According to instructions provided by the Taiwan-based manufacturers of the Kill Weed burner, the flame gun works by “heating the weed foliage with an intense heat of up to 1,300 degrees celsius which destroys the internal cell structure of the plant, causing it to wither and die.”

The product, to which users attach a can of pressurised butane gas, is sold by Hertfordshire retailers Coopers of Stortford which has advised its customers to return Kill Weed after a Europe-wide recall notice was issued warning that consumers were at “serious risk” of burns and/or fire.

The notice said: “If the gas canister is not fitted correctly, this can lead to a leakage of gas and (the) risk of fire when (the) product is ignited for normal use.”

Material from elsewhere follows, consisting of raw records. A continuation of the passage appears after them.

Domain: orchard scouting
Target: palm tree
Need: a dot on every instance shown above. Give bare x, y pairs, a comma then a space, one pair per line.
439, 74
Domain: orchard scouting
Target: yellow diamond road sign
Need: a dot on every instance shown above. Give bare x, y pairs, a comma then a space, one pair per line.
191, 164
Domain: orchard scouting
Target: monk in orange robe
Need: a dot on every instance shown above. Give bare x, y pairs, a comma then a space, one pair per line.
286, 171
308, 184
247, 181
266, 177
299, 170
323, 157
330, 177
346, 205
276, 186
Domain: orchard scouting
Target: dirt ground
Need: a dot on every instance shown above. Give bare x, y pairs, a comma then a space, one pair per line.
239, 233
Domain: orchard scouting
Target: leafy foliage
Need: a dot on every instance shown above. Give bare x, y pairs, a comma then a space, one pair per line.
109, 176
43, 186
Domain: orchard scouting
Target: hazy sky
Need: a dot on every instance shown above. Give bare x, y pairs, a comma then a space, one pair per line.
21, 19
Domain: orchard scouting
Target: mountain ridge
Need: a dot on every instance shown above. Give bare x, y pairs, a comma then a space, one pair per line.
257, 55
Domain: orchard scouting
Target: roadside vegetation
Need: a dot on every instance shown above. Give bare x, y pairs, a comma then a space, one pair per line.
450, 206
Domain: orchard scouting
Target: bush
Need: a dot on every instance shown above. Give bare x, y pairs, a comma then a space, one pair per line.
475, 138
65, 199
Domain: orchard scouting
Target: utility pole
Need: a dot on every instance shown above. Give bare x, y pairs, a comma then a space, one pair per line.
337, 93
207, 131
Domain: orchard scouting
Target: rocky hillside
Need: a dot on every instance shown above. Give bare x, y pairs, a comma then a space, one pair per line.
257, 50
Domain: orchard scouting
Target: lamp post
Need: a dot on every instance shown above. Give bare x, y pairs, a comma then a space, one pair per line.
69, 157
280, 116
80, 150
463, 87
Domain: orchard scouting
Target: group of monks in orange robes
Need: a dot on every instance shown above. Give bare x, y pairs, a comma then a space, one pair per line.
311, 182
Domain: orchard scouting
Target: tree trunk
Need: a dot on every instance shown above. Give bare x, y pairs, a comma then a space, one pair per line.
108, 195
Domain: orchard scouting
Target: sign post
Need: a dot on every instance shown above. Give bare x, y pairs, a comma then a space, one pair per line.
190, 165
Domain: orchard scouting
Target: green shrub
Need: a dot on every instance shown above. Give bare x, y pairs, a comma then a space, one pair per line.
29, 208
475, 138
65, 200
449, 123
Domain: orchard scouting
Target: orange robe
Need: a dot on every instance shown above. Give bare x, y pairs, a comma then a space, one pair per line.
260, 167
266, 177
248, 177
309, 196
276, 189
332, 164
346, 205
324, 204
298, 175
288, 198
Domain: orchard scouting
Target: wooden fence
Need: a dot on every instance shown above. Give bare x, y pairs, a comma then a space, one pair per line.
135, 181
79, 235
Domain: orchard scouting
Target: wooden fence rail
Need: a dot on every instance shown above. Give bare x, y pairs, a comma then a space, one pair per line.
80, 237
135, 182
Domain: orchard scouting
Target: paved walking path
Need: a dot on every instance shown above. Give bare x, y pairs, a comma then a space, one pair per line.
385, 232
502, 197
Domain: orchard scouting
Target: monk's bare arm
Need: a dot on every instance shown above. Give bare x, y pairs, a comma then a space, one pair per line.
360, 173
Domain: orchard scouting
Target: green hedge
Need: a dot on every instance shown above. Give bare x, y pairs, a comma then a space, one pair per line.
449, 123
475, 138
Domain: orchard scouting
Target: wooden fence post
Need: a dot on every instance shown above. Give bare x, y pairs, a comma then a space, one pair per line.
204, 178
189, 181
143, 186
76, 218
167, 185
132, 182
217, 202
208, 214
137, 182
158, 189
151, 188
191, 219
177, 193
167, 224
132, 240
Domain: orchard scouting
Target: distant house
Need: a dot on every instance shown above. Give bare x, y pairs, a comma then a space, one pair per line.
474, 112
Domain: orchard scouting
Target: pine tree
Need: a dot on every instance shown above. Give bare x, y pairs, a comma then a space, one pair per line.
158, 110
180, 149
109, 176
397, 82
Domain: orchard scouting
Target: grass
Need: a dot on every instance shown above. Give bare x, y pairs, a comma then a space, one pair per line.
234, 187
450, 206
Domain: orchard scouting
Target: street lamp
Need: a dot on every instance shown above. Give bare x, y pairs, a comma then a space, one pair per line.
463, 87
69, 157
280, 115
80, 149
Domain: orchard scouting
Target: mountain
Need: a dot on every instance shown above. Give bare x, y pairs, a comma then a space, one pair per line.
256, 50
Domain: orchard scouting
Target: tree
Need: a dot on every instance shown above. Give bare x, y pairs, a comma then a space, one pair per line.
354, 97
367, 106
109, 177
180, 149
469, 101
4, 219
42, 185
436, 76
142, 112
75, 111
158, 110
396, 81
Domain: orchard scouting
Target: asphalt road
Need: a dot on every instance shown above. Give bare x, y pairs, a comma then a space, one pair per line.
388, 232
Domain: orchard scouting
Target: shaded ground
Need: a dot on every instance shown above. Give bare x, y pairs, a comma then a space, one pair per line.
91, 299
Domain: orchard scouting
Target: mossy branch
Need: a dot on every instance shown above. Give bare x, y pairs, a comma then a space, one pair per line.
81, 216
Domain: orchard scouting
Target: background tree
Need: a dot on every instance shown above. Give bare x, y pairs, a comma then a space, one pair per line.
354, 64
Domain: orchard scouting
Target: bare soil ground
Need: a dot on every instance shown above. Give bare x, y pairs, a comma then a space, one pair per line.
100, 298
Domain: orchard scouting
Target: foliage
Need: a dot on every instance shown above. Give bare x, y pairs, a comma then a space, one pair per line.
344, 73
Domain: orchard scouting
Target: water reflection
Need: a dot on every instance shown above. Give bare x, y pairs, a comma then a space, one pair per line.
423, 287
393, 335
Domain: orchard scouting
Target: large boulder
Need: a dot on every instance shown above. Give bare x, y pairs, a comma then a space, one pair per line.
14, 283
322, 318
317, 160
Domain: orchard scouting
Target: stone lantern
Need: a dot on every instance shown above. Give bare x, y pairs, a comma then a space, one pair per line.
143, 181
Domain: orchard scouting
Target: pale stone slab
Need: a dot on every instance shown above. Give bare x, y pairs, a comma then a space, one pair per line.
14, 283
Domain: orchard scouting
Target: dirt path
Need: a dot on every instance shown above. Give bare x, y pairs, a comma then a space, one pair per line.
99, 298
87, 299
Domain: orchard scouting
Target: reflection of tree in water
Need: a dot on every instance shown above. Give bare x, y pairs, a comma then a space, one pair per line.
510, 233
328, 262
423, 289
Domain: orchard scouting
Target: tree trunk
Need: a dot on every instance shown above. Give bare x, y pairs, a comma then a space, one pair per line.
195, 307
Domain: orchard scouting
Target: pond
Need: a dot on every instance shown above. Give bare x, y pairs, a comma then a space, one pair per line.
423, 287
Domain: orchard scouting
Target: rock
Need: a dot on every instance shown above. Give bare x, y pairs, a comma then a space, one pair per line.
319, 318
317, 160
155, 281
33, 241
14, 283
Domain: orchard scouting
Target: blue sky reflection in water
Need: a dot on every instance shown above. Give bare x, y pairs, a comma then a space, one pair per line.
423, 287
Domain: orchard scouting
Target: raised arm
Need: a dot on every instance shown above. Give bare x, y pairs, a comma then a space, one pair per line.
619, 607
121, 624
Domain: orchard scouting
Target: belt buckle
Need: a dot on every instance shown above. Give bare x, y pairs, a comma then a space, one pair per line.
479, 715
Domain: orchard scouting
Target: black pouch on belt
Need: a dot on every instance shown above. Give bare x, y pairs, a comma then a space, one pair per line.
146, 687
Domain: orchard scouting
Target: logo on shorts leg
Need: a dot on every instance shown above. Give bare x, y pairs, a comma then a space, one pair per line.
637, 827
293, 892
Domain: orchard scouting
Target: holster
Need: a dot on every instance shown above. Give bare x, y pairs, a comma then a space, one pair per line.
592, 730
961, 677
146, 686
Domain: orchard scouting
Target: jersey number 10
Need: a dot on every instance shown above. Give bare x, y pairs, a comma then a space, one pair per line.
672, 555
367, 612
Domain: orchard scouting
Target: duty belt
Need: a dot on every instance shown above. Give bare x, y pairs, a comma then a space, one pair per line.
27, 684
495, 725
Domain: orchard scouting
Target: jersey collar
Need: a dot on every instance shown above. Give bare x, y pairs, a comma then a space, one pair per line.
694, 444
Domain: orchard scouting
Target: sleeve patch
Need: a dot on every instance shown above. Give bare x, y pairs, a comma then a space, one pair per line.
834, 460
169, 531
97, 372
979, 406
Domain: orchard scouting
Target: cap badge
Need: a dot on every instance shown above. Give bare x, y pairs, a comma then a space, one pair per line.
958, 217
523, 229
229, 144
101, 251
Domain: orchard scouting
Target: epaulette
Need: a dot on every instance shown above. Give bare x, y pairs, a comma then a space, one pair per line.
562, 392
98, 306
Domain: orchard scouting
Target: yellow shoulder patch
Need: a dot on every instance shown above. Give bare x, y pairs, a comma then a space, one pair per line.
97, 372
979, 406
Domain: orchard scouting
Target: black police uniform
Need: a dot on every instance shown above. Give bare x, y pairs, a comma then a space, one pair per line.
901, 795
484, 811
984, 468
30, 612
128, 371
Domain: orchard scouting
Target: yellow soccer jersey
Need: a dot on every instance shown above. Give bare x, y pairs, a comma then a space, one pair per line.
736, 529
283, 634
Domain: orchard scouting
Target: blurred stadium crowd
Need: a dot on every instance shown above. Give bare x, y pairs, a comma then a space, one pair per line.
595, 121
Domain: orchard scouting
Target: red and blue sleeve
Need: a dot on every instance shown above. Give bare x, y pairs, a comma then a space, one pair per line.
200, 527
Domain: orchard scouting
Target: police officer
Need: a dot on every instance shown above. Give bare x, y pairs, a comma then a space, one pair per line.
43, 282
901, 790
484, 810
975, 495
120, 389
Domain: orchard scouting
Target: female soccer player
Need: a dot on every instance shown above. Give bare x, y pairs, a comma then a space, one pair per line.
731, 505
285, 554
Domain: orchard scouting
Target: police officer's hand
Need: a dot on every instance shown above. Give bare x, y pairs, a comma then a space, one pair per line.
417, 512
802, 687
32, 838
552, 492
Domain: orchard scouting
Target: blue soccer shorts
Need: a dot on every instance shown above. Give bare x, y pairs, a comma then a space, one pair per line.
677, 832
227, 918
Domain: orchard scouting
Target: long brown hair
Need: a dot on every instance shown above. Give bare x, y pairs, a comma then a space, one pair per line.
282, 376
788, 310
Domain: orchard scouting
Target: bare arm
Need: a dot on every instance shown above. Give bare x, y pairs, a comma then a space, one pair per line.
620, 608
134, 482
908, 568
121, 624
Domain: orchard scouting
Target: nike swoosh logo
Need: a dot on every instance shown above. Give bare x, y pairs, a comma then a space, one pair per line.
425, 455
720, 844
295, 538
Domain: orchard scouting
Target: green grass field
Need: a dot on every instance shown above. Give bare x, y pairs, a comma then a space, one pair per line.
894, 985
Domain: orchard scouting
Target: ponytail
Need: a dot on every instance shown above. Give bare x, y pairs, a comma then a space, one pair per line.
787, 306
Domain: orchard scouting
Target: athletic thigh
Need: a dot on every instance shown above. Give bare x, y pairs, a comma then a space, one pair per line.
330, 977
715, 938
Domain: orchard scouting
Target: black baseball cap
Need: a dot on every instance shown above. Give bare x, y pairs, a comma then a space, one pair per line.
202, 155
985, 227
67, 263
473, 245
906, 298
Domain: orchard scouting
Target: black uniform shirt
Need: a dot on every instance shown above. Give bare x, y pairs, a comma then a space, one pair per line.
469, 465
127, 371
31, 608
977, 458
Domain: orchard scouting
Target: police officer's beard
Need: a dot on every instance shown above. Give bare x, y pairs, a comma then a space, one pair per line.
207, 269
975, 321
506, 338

A spokesman for Coopers of Stortford said: “We are extremely sorry to hear about the death of Mr Dunlop and our thoughts and sympathies go out to his family.

“We were contacted by (Lincolnshire) Trading Standards in June following this tragic incident which may have involved one of our Kill Weed products.

“We co-operated fully and promptly with (Lincolnshire) Trading Standards after being informed, including voluntarily contacting customers, recalling the product and liaising with the manufacturer.

“We are unable to make any further comment at this time in view of a pending inquest and other possible investigations.”